Curbelo, Lawson Introduce Bipartisan Legislation to Protect South Florida Specialty Crop Growers
Today, Representatives Carlos Curbelo (FL-26) and Al Lawson Jr. (FL-08), introduced bipartisan legislation to guarantee specialty crop growers the seasonality/perishable provisions that are currently lacking in the Administration’s renegotiated NAFTA outline. The Agricultural Trade Improvement Act of 2018 would amend the Tariff Act of 1930 and allow American specialty crop growers to request the imposition of antidumping or countervailing duties. Similar legislation has been introduced by Florida Senators Bill Nelson and Marco Rubio.

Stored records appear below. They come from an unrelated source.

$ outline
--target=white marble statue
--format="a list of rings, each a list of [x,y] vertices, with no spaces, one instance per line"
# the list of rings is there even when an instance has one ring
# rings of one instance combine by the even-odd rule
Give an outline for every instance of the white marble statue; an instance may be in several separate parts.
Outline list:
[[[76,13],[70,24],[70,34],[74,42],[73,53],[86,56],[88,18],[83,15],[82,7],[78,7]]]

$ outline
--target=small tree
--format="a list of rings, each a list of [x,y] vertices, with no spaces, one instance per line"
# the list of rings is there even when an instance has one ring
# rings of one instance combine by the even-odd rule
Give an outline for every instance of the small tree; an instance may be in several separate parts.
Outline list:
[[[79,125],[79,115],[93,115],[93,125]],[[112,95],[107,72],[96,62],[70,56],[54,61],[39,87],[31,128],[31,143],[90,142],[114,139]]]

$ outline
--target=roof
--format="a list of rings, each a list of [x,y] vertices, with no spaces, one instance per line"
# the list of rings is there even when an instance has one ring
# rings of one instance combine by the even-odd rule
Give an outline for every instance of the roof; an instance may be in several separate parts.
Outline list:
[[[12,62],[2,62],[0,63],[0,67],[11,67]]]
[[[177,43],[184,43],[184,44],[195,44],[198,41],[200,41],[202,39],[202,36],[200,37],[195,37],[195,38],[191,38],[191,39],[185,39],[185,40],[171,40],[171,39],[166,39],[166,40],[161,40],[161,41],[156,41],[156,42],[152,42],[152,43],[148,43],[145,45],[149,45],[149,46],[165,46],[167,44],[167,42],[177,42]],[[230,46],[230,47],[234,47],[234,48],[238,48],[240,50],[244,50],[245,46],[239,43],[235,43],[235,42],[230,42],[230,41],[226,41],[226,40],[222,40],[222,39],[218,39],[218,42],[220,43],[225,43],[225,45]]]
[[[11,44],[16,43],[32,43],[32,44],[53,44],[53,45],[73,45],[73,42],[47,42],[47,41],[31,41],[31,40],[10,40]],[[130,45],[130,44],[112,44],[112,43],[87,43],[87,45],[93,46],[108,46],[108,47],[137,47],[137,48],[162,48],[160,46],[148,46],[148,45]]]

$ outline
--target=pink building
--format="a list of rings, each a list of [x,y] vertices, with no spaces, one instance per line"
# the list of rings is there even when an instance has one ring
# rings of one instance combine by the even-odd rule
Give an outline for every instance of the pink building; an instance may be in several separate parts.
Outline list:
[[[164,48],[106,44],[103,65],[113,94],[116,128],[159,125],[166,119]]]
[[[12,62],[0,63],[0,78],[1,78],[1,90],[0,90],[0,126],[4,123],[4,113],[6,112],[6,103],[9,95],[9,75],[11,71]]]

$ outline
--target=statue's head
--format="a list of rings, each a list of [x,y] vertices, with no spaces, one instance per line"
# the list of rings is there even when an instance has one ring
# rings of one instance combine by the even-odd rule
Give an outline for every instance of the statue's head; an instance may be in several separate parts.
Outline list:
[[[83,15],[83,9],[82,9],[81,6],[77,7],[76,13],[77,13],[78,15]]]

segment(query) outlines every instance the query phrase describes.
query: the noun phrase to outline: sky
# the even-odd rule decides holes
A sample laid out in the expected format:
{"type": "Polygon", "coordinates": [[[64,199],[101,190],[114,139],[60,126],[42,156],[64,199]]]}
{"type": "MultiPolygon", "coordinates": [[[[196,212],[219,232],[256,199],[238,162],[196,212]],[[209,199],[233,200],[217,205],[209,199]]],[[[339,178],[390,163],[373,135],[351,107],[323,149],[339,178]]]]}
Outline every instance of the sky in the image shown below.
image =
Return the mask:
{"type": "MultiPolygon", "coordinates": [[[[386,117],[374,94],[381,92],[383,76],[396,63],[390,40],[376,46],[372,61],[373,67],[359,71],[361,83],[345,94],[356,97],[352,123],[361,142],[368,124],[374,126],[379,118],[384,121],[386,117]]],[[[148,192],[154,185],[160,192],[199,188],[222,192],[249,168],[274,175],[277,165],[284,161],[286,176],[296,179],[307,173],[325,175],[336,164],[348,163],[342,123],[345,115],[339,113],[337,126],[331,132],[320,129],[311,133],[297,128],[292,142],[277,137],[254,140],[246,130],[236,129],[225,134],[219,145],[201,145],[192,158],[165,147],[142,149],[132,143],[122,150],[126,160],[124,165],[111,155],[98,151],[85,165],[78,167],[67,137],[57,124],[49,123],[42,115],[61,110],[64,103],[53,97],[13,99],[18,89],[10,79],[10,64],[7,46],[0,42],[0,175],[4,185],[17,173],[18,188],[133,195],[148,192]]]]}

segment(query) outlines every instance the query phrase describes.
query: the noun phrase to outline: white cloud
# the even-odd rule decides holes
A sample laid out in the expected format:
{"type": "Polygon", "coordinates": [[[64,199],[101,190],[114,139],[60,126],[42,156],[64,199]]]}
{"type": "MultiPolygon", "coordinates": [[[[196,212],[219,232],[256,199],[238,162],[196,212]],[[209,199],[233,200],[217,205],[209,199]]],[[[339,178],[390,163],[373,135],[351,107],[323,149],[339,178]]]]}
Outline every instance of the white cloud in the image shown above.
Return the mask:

“Free trade and amicable partnerships with our neighbors have been a cornerstone of the American economy for decades,” Curbelo said. “While recent renegotiations of NAFTA have not produced positive results for specialty crop growers in South Florida, we must do everything possible to provide them with the tools and protections they need to compete in a fair way. This legislation allows our South Florida growers to sell their specialty crops at fair and competitive prices in our domestic market, and protects them from unfair trade practices.”
“Trade is important to our global economy and we must examine each trade agreement carefully to protect our domestic economy,” said Lawson Jr. “I represent rural parts of North Florida, and in my district and much of Florida, we have a serious issue with Mexico’s dumping into our country’s agriculture market. This problem of dumping is with both specialty crops and sugar, causing some Florida farmers to go out of business. This below-cost produce is crippling Florida’s agriculture industry. Now is the time to address these unfair trading practices and protect our nation’s farmers.”
Under current law, a trade remedy petition requires the support of either 25 percent of the domestic industry that produces a similar product or at least 50 percent of the support of all producers of a domestic like product that expressed a position. This legislation would have the equal authority of a seasonality/perishable provision in NAFTA that Curbelo has been encouraging the Administration to include in the final deal. If the bill becomes law, specialty crop growers would be better prepared to take on Mexico’s unfair and opaque trade practices.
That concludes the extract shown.